Bayrou ni de gauche ni de gauche
Hormis quelques personnalités subalternes, le Premier ministre est contraint de se replier sur un gouvernement dont le centre sera à droite. Il lui restera trois semaines pour obtenir la neutralité de la gauche.
Comment gouverner un pays dont le président de la République est arc-bouté sur son bilan, sourd au résultat des urnes qui lui réclament un changement de politique ; et une opposition devenue dominante, même relativement, qui refuse de se plier au diktat du président ? Voilà le blocage dans lequel la France se trouve embourbée depuis le 7 juillet.
Après la motion de censure qui a sanctionné Michel Barnier, on a cru que la gauche allait s’ouvrir. Les socialistes, les écologistes et les communistes se disaient prêts à négocier un « accord de non-censure », indispensable pour éviter l’élection présidentielle anticipée qu’ils redoutent. On comprend à présent que derrière ce discours, ils exigeaient en vérité un Premier ministre de gauche, Olivier Faure ou Bernard Cazeneuve, indispensable pour la recomposition politique à laquelle ils aspirent : exit LFI et Jean-Luc Mélenchon, vive la gauche modérée, quitte à l’élargir vers la partie la plus à gauche du bloc central.
En leur préférant l’un de ses proches, Emmanuel Macron a empêché ce scénario de se réaliser. François Bayrou est contraint de respecter la ligne du bloc central qui protège Emmanuel Macron : la gauche doit, elle aussi, remporter des victoires politiques. Avec son caractère indépendant et son profil pas si à droite que ça, on a cru que François Bayrou pourrait les leur accorder. Lors de la réunion de tous les partis politiques à Matignon, il a d’ailleurs proposé de « rediscuter » la réforme des retraites avec les partenaires sociaux mais avec le préalable de retourner à sa version de 2023 en cas d’échec des négociations.
Las, Cyrielle Chatelain et Marine Tondelier lui ont fermé la porte au nez et Olivier Faure ne l’a guère ouverte davantage, se disant « consterné par la pauvreté de ce qui nous a été proposé ». Le Premier Secrétaire du Parti Socialiste exige, lui, « la suspension » pure et simple de la retraite à 64 ans, et la convocation d’une Conférence sociale, excluant toute possibilité de retour en arrière après les neuf mois de négociations envisagées jusqu’en septembre.

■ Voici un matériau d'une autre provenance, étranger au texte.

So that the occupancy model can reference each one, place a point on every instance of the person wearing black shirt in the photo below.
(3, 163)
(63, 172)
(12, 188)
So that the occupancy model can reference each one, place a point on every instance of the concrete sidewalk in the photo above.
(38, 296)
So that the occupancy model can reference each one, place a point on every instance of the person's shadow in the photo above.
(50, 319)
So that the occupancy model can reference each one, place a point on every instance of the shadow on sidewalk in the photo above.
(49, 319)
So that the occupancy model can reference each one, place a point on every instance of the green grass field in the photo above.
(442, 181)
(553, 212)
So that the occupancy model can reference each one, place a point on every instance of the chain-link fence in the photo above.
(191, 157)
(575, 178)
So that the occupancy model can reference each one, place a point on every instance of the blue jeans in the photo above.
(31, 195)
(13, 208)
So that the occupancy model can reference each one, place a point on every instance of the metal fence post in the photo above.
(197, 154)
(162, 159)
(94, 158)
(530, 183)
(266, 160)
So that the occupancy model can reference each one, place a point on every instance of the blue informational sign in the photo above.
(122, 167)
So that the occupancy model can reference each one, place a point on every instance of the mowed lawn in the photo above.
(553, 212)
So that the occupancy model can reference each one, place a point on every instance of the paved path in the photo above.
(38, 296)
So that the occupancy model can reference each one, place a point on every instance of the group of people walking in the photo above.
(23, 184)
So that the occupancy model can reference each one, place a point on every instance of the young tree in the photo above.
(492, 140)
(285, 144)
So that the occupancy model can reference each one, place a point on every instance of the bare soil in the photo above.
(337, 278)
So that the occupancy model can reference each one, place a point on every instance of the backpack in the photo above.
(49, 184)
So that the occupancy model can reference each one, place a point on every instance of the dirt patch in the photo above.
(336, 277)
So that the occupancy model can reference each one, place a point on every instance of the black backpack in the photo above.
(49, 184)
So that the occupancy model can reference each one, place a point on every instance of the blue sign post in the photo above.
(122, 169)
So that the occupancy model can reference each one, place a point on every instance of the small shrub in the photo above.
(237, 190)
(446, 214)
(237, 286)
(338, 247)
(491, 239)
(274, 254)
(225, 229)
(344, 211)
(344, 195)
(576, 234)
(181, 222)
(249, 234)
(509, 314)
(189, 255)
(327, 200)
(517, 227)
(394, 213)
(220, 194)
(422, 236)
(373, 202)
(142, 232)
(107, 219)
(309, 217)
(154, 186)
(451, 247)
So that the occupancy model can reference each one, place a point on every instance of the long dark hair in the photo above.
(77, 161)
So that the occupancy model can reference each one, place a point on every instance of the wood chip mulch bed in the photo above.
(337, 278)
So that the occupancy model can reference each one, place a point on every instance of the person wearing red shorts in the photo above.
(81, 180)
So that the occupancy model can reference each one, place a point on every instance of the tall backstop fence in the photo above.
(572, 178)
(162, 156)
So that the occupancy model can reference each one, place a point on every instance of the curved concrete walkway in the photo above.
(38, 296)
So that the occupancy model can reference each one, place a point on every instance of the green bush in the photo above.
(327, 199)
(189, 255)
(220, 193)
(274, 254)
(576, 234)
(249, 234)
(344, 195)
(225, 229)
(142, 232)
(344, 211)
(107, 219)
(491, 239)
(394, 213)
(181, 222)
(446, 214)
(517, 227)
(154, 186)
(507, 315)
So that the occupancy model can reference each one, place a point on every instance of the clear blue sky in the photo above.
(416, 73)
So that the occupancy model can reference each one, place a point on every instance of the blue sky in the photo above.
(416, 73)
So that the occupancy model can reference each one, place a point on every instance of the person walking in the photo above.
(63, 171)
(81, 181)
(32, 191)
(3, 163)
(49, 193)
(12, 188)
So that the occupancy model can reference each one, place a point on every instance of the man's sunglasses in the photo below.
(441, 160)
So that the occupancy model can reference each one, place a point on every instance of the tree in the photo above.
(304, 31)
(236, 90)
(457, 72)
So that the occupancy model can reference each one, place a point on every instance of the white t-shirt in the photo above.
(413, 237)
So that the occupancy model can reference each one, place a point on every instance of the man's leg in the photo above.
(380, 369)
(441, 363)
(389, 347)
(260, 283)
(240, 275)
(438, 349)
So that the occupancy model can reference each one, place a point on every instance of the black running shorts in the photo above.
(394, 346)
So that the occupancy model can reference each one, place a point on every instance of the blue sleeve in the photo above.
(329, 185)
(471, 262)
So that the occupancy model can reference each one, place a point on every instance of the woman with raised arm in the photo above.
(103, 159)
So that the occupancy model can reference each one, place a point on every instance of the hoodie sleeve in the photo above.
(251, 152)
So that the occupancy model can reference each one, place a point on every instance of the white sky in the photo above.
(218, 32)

Il relance en outre l’idée d’un référendum sur les retraites dont il sait qu’Emmanuel Macron n’a aucune chance de l’accepter, avant de conclure que « le PS n’a pas trouvé de raison de ne pas censurer ».
Le bateau de François Bayrou ne comportera donc pas trois coques, comme le trimaran de ses rêves, mais seulement deux : celles du centre et de la droite. L’éventuelle présence de quelques personnalités telles l’ex-directeur de cabinet de DSK François Villeroy de Galhau ; l’ancien ministre de François Hollande François Rebsamen ; ou encore la membre de La Convention de Cazeneuve, Juliette Méadel, ne suffiront pas à masquer l’absence de la coque de gauche.
Pour autant, l’échec de François Bayrou à constituer le gouvernement idéal ne signifie pas qu’il ne durera pas. Il a jusqu’au 14 janvier, jour attendu de son discours de politique générale, pour tenter de trouver une solution. « Il y a une petite ouverture sur les retraites », a admis Olivier Faure. Puisque pour la gauche, les retraites sont la mère de toutes les batailles, il reste trois semaines à François Bayrou pour trouver la martingale.